Normalization is the process of organizing data to minimize redundancy. In this section, we demonstrate normalization by splitting a single dataframe into three related dataframes.
# Original Data
student_data <- data.frame(
student_id = c(1, 2, 3),
student_name = c("Alice", "Bob", "Charlie"),
course = c("Math", "Science", "Math"),
instructor = c("Dr. Smith", "Dr. Jones", "Dr. Smith")
)
student_data
## student_id student_name course instructor
## 1 1 Alice Math Dr. Smith
## 2 2 Bob Science Dr. Jones
## 3 3 Charlie Math Dr. Smith
# Normalized Data
# Students Table
students <- data.frame(
student_id = c(1, 2, 3),
student_name = c("Alice", "Bob", "Charlie")
)
students
## student_id student_name
## 1 1 Alice
## 2 2 Bob
## 3 3 Charlie
# Courses Table
courses <- data.frame(
course_id = c(1, 2),
course_name = c("Math", "Science"),
instructor = c("Dr. Smith", "Dr. Jones")
)
courses
## course_id course_name instructor
## 1 1 Math Dr. Smith
## 2 2 Science Dr. Jones
# Enrollments Table
enrollments <- data.frame(
student_id = c(1, 2, 3),
course_id = c(1, 2, 1)
)
enrollments
## student_id course_id
## 1 1 1
## 2 2 2
## 3 3 1
Using the College Majors dataset from FiveThirtyEight, we identify the majors that contain either “DATA” or “STATISTICS.”
library(dplyr)
##
## Attaching package: 'dplyr'
## The following objects are masked from 'package:stats':
##
## filter, lag
## The following objects are masked from 'package:base':
##
## intersect, setdiff, setequal, union
# Load data from URL
url <- "https://raw.githubusercontent.com/fivethirtyeight/data/master/college-majors/majors-list.csv"
majors <- read.csv(url)
# Filter majors that contain "DATA" or "STATISTICS"
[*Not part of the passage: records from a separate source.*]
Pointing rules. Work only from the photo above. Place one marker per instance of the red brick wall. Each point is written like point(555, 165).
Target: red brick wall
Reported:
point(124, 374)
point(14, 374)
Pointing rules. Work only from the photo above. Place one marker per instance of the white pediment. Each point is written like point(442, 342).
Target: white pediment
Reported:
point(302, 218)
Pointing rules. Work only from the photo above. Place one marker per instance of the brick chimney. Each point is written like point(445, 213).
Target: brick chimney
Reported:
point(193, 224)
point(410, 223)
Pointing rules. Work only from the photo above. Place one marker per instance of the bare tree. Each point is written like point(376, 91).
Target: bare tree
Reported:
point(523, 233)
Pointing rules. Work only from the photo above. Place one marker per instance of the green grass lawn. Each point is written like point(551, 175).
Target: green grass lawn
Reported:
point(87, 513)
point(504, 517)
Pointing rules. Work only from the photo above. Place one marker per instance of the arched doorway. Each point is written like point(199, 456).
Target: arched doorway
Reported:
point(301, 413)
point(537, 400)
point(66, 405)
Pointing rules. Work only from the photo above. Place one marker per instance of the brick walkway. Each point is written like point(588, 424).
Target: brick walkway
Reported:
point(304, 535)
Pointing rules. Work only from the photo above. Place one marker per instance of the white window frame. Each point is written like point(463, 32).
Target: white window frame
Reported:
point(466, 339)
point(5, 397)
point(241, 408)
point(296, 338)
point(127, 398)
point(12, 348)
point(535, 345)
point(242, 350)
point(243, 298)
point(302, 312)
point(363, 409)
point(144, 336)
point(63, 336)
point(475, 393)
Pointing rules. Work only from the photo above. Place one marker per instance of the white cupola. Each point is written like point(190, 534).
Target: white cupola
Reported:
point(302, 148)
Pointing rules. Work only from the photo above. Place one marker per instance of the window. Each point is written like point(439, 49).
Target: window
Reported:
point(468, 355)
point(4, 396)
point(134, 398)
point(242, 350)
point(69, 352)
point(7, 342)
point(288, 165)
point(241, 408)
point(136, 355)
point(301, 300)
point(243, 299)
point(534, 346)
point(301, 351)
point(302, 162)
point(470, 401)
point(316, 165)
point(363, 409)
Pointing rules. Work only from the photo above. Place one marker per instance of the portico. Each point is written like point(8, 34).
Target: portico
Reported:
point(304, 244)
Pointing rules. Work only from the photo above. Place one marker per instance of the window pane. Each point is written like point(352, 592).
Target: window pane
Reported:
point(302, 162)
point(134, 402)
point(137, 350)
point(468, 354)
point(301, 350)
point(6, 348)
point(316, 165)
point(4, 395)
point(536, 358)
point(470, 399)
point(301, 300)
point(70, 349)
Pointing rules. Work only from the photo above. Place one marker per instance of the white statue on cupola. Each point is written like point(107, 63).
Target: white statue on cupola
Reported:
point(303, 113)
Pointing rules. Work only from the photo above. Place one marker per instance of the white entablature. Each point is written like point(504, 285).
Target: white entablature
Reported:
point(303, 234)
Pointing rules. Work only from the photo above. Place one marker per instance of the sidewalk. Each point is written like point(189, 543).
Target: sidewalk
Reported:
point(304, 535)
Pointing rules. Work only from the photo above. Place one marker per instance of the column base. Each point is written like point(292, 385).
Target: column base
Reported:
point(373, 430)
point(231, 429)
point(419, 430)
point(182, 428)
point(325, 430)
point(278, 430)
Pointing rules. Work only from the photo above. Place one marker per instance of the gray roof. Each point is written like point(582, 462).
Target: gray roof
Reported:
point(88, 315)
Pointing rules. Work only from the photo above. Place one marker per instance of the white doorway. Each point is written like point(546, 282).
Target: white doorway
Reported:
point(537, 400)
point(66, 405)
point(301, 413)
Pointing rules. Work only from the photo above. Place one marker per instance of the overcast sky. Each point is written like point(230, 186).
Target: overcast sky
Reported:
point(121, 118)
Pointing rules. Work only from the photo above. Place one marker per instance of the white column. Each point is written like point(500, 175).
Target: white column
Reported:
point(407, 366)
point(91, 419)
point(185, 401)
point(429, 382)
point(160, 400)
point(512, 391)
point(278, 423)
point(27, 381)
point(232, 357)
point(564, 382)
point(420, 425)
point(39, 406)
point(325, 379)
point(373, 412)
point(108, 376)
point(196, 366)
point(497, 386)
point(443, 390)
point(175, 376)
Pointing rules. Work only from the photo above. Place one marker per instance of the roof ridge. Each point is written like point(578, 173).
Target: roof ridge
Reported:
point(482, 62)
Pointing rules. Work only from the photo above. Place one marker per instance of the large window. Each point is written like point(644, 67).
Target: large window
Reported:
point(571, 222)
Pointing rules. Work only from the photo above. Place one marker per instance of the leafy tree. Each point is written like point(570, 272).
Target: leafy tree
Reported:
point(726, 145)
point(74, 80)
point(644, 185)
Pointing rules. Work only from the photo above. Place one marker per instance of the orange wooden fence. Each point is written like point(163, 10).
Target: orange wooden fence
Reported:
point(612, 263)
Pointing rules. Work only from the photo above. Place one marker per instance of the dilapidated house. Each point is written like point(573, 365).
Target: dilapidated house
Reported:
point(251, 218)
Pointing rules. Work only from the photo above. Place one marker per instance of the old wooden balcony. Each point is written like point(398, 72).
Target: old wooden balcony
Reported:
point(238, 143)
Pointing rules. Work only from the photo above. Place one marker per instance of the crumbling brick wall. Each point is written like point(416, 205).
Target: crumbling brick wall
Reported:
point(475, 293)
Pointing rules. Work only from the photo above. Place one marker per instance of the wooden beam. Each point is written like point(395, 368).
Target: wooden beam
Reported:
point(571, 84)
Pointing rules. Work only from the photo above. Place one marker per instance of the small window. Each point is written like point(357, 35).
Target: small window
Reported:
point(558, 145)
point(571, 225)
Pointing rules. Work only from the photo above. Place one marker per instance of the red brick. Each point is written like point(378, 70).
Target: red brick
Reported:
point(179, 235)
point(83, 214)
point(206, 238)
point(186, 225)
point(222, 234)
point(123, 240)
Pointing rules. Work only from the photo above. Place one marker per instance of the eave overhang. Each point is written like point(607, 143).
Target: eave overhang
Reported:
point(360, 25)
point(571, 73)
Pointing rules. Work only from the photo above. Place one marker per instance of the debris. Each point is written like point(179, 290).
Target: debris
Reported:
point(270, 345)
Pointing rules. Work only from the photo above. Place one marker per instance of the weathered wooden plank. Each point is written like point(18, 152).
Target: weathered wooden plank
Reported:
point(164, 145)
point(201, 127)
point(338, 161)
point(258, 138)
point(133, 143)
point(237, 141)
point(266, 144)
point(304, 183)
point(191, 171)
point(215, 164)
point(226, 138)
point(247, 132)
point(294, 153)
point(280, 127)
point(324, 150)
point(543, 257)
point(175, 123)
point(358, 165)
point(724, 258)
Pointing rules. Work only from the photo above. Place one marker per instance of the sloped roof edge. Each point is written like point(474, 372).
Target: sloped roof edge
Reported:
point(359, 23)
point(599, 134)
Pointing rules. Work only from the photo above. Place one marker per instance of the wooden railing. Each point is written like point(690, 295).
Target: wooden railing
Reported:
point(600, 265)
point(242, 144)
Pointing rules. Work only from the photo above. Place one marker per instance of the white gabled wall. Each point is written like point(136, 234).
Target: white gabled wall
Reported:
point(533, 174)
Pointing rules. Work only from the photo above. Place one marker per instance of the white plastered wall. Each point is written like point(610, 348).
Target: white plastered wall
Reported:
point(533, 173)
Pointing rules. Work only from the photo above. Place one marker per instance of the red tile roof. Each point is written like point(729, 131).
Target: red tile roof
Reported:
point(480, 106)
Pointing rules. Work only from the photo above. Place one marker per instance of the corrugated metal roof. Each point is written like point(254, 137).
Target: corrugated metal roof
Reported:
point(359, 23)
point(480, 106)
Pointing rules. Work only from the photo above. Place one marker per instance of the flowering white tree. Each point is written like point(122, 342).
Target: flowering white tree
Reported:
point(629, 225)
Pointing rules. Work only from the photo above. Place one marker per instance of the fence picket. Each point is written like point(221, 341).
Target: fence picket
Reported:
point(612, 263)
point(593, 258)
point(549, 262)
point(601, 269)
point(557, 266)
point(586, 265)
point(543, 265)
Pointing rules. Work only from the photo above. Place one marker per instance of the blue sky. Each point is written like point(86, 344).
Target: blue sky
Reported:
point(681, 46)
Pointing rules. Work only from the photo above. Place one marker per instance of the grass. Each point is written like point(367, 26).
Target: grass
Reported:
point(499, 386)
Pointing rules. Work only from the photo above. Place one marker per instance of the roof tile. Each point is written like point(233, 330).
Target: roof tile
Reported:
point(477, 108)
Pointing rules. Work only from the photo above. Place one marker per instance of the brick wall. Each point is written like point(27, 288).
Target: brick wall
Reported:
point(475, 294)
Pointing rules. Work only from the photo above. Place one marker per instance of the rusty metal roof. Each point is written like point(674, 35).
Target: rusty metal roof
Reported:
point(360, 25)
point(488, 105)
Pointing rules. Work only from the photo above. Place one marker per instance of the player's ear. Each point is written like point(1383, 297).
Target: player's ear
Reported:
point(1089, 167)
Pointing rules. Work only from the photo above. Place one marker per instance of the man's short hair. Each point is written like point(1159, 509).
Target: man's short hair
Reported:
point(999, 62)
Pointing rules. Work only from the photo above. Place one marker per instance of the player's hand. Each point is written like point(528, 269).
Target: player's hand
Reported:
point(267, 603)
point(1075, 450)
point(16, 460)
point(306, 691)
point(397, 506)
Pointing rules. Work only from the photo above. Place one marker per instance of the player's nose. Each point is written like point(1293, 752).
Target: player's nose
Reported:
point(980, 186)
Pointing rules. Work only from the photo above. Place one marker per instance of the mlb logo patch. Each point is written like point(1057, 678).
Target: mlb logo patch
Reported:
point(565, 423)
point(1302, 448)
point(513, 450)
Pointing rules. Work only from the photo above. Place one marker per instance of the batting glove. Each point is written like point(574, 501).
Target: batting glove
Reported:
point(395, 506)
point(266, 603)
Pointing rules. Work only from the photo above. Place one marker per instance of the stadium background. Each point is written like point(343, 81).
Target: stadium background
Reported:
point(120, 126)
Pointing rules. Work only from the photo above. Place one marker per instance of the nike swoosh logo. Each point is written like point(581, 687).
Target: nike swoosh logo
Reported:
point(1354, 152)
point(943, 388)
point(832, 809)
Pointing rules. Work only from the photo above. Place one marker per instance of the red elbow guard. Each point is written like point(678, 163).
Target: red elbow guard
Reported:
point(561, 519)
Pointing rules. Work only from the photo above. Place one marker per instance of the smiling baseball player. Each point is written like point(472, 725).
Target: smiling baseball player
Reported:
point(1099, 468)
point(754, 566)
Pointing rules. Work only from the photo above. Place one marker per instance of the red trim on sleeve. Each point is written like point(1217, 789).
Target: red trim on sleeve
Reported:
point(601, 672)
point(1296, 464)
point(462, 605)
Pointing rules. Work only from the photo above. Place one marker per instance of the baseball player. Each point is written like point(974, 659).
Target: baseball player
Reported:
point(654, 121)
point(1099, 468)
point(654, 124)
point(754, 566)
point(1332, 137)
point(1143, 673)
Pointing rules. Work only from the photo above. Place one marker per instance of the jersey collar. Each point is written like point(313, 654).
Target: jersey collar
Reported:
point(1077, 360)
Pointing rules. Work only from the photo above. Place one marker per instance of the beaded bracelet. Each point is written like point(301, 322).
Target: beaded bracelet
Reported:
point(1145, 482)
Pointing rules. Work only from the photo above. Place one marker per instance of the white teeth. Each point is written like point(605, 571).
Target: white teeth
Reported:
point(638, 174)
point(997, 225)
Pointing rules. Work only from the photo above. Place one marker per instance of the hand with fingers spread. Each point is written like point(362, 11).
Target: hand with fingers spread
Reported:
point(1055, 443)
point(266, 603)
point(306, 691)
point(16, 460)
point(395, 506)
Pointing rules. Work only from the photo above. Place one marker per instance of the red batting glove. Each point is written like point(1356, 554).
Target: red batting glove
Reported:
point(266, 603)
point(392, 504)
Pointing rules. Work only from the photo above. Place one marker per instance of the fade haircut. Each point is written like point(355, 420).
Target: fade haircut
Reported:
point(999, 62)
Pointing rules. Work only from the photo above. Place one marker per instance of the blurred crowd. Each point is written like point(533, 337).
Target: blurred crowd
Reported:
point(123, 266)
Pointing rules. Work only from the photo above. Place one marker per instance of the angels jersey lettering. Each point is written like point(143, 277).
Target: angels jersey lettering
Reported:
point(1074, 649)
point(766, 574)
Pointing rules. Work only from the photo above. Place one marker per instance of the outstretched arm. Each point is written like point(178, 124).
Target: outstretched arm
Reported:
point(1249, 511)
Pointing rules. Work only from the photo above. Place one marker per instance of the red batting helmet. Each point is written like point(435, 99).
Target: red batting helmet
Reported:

selected_majors <- majors %>%
filter(grepl("DATA|STATISTICS", Major, ignore.case = TRUE))
selected_majors
## FOD1P Major Major_Category
## 1 6212 MANAGEMENT INFORMATION SYSTEMS AND STATISTICS Business
## 2 2101 COMPUTER PROGRAMMING AND DATA PROCESSING Computers & Mathematics
## 3 3702 STATISTICS AND DECISION SCIENCE Computers & Mathematics
Below are explanations of what the following regular expressions will match:
example1 <- c("aaa", "bbb", "111", "abc")
grepl("(.)\\1\\1", example1)
## [1] TRUE TRUE TRUE FALSE
example2 <- c("abba", "12321", "abcd")
grepl("(.)(.)\\2\\1", example2)
## [1] TRUE FALSE FALSE
example3 <- c("abab", "1212", "abcd")
grepl("(..)\\1", example3)
## [1] TRUE TRUE FALSE
example4 <- c("ababa", "x2x2x", "abcde")
grepl("(.).\\1.\\1", example4)
## [1] TRUE TRUE FALSE
example5 <- c("abc123cba", "xyz321zyx", "abcdef")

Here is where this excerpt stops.